Jaspers described the Axial Age as "an interregnum between two ages of great empire, a pause for liberty, a deep breath bringing the most lucid consciousness".[11] To the extent that the Axial Age represents an in-between period, a period where old certainties had lost their validity and where new ones were still not ready, it has also been suggested that the Axial Age can be considered a historically liminal period.[12]Jaspers was particularly interested in the similarities in circumstance and thought of the Age's figures. These similarities included an engagement in the quest for human meaning[13] and the rise of a new elite class of religious leaders and thinkers in China, India and the Occident.[14] The three regions all gave birth to, and then institutionalized, a tradition of travelling scholars, who roamed from city to city to exchange ideas. After the Spring and Autumn period and the Warring States period, Taoism and Confucianism emerged in China. In other regions, the scholars were largely from extant religious traditions; in India, Hinduism, Buddhism, Jainism; in Persia, the religion of Zoroaster; in Canaan, Judaism; and in Greece, sophism and other classical philosophy.
Jaspers argues that these characteristics appeared under similar political circumstances: China, India and the Occident each comprised multiple small states engaged in internal and external struggles.
Anthropologist David Graeber has pointed out that "the core period of Jasper's Axial age [...] corresponds almost exactly to the period in which coinage was invented.
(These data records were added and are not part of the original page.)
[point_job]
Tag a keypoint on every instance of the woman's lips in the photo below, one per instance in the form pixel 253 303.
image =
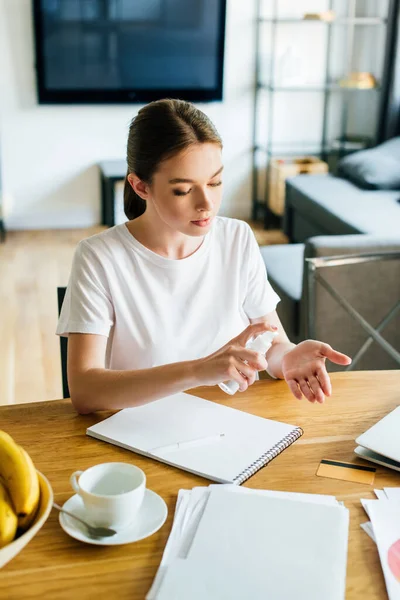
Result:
pixel 202 222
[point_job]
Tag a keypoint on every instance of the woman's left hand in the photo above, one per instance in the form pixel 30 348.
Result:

What's more, the three parts of the world where coins were first invented were also the very parts of the world where those sages lived; in fact, they became the epicenters of Axial Age religious and philosophical creativity."[15] Drawing on the work of classicist Richard Seaford and literary theorist Marc Shell on the relation between coinage and early Greek thought, Graeber argues that an understanding of the rise of markets is necessary to grasp the context in which the religious and philosophical insights of the Axial age arose. The ultimate effect of the introduction of coinage was, he argues, an "ideal division of spheres of human activity that endures to this day: on the one hand the market, on the other, religion."[15]